The store loomed in front of me, large and foreboding. Conqueror and creator of Christmas happiness: Kmart.

This was it. My last chance to bring Christmas joy to my daughter.

I shoved past people--certain they’d understand--and scuttled down the toy aisle.

Celestial trumpets! Glory hallelujah! 

There in all their grotesquely manufactured glory, sat two of the ugliest lumps of plastic Mankind had ever created. I snatched one doll up (hoped my competitor would get the other), locked it under my arm, thrust a hand out like a running back and slammed my way to the check-out aisle. 

A true Christmas miracle.

Of course the dumb Water Baby’s novelty wore off after a couple of hours. Soon enough, my daughter discarded the grotesque mannequin to the bin of unwanted toys.

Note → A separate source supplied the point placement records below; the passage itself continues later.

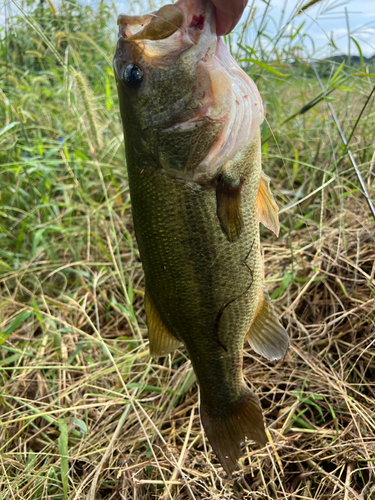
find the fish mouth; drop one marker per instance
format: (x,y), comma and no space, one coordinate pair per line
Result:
(225,105)
(172,29)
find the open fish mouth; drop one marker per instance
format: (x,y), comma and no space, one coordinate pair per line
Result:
(225,103)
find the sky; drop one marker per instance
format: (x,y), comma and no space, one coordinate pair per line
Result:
(326,19)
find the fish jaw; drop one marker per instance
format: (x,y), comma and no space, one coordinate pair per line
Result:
(190,82)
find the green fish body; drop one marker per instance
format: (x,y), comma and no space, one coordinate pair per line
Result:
(198,194)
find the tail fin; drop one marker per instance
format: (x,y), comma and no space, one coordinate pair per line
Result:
(228,426)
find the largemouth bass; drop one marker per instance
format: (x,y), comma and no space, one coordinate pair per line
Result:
(191,120)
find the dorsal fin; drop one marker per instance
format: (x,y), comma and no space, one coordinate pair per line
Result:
(161,341)
(266,206)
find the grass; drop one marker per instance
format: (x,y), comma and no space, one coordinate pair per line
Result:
(84,411)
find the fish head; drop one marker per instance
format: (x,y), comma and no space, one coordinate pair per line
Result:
(182,96)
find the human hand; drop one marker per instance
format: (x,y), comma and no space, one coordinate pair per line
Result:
(228,13)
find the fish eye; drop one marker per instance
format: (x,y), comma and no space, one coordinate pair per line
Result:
(132,76)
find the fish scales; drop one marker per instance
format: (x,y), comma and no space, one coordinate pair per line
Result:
(198,194)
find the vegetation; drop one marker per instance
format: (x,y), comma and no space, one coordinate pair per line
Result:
(84,411)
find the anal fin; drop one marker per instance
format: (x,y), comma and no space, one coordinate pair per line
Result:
(267,336)
(266,206)
(229,212)
(162,342)
(230,424)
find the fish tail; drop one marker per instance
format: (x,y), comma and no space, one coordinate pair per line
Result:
(228,425)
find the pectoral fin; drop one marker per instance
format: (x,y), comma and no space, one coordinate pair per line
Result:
(229,212)
(266,206)
(161,341)
(267,336)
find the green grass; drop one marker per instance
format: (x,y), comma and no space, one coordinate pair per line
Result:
(84,411)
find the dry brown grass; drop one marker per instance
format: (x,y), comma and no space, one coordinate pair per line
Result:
(84,412)
(133,422)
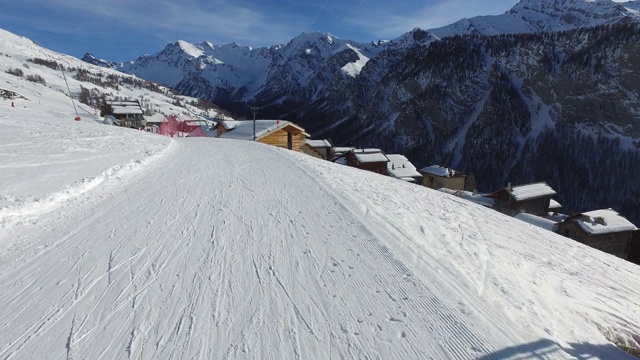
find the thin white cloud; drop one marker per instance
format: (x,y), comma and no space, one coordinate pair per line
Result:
(169,19)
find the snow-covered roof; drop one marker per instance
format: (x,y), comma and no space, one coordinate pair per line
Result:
(243,129)
(341,149)
(400,167)
(437,170)
(537,221)
(553,204)
(318,143)
(479,199)
(531,191)
(369,155)
(604,221)
(123,110)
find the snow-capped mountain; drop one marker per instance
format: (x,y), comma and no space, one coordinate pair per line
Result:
(532,16)
(483,102)
(120,244)
(29,71)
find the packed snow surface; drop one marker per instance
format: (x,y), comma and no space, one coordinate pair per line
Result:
(115,243)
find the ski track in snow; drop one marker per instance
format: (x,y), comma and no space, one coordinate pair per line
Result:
(249,259)
(219,270)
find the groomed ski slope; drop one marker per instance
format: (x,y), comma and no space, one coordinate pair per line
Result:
(117,244)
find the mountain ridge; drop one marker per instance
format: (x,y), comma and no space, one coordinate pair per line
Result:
(463,100)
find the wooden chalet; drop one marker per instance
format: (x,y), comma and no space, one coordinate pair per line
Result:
(127,113)
(401,168)
(604,230)
(317,148)
(279,133)
(437,177)
(532,199)
(367,159)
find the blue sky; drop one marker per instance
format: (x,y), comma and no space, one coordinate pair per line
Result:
(120,30)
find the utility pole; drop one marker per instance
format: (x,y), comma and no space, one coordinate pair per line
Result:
(71,96)
(254,111)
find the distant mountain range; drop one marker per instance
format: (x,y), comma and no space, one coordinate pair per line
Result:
(548,91)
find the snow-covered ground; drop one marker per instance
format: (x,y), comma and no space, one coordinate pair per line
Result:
(116,243)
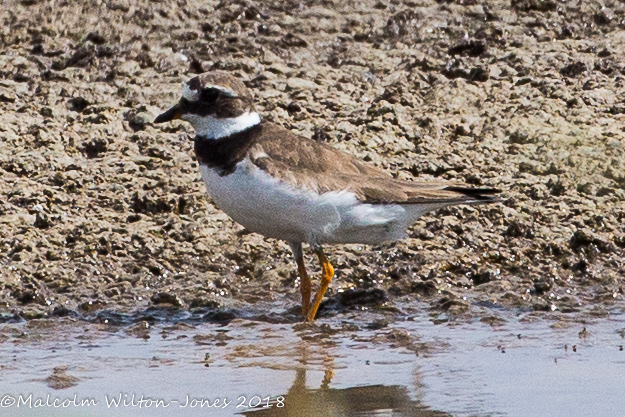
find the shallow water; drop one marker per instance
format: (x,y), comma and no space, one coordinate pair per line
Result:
(353,365)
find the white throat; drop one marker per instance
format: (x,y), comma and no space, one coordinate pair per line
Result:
(212,128)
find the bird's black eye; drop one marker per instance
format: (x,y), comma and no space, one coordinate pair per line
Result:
(209,95)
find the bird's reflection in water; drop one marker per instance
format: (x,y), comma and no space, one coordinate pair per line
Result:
(372,400)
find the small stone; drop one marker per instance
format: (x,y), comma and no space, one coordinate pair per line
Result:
(300,84)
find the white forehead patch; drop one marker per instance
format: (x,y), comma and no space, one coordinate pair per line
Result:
(228,92)
(193,95)
(189,94)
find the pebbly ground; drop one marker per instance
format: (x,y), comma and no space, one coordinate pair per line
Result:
(102,212)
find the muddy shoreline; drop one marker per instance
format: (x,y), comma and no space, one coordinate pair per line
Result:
(103,213)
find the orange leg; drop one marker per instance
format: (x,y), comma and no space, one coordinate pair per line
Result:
(305,285)
(327,272)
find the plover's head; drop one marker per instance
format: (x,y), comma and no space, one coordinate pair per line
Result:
(216,104)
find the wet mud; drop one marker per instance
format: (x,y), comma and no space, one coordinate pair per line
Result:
(107,233)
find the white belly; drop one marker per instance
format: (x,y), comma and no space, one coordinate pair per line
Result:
(265,205)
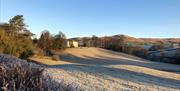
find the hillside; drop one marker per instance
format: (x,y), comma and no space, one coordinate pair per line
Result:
(131,39)
(95,69)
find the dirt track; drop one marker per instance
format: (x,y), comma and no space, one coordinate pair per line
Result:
(96,69)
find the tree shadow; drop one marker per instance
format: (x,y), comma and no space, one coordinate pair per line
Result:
(136,77)
(103,60)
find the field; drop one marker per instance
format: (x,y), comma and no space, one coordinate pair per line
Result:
(96,69)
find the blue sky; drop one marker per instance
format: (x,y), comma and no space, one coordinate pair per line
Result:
(76,18)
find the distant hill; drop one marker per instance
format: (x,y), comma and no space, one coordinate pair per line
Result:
(131,39)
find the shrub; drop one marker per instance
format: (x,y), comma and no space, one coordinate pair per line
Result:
(20,75)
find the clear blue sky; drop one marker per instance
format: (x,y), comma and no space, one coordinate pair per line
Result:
(138,18)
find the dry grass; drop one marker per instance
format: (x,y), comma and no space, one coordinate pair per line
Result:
(98,69)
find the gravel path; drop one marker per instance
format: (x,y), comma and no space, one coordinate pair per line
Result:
(95,69)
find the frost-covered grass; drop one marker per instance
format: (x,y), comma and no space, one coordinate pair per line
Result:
(20,75)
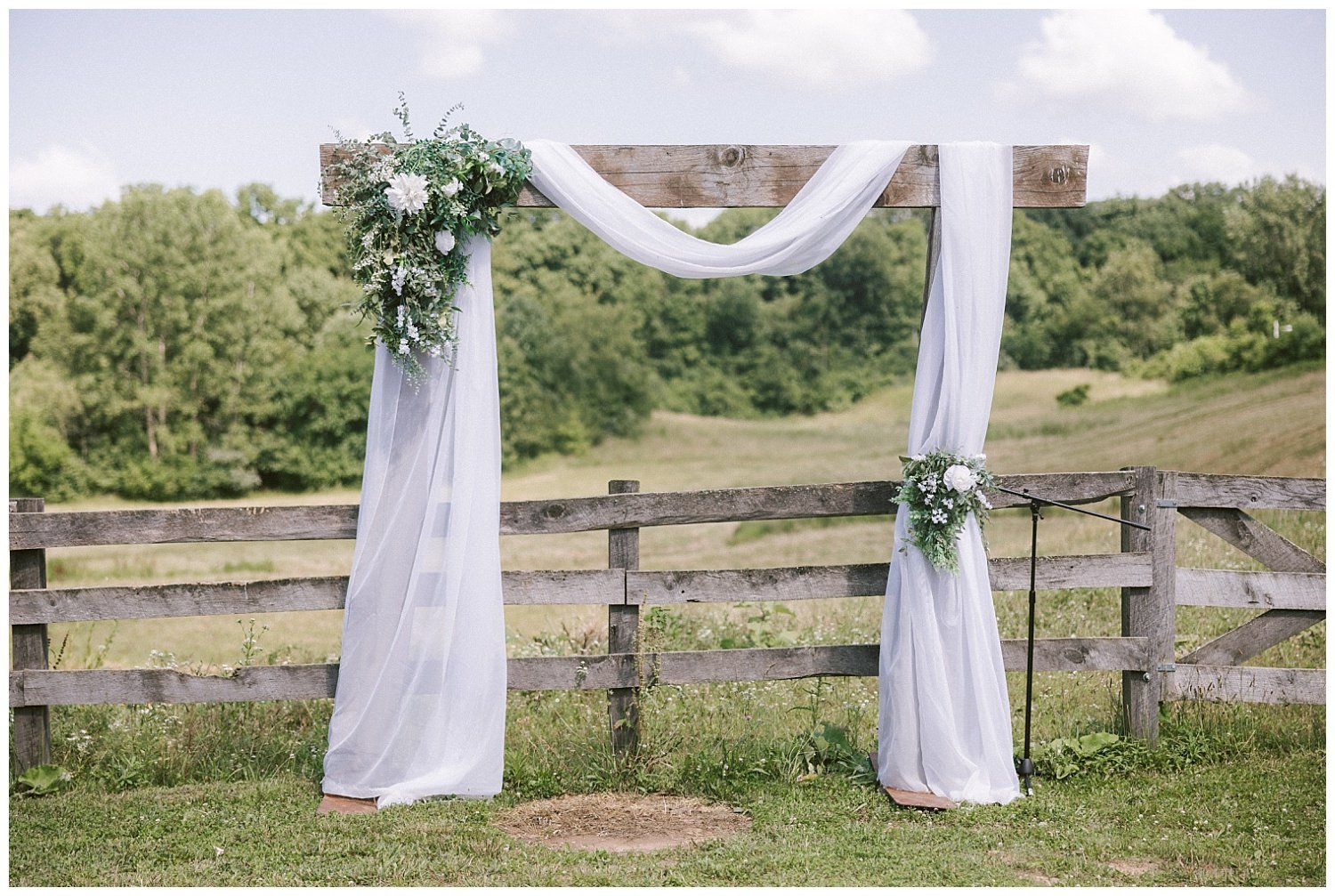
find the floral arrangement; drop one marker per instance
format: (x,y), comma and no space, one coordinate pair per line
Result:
(410,210)
(942,489)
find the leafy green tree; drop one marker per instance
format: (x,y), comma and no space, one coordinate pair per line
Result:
(1278,232)
(173,328)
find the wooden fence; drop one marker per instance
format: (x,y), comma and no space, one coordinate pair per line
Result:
(1290,597)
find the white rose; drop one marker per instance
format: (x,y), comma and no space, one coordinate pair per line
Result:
(408,192)
(960,479)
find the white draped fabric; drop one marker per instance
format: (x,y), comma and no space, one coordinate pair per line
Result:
(944,712)
(419,708)
(421,698)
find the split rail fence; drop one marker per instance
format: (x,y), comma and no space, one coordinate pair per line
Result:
(1290,597)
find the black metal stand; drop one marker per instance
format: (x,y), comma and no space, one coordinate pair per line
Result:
(1025,765)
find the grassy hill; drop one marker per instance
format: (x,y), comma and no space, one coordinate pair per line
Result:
(1271,424)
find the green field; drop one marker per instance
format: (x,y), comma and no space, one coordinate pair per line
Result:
(1235,795)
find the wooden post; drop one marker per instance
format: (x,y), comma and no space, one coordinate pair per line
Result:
(31,724)
(1150,612)
(934,255)
(622,631)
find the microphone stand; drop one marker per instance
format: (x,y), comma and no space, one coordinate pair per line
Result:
(1025,765)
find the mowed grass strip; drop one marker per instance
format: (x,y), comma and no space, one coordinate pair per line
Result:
(1254,823)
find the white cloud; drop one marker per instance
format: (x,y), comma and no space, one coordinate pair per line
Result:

Still, it was all worth it to see my daughter light up like a Christmas tree upon opening that gift. (No way did I let Santa grab the glory for that one, either. My heroic efforts as a dad demanded to be rewarded).

That Christmas morning, I finally relaxed. Job well done. After all, I had 364 more days until I had to worry about it again. (Next year was even worse: Furbies.)

I gripe about the Toy Wars. But, to tell you the truth, I kinda’ miss it. My daughter’s long grown up, at the stage where money’s her favorite gift. As are my nieces, nephews, all the children in our family. It’s boring. There’s no challenge or joy in tossing around cash. 

Maybe I’ll go back to giving everyone toys no matter their age. 

Happy holidays, merry Christmas, happy Hanukkah, cool Kwanza, super Solstice, beautiful Boxing Day, and to those parents still in the trenches and fighting the good fight: good luck.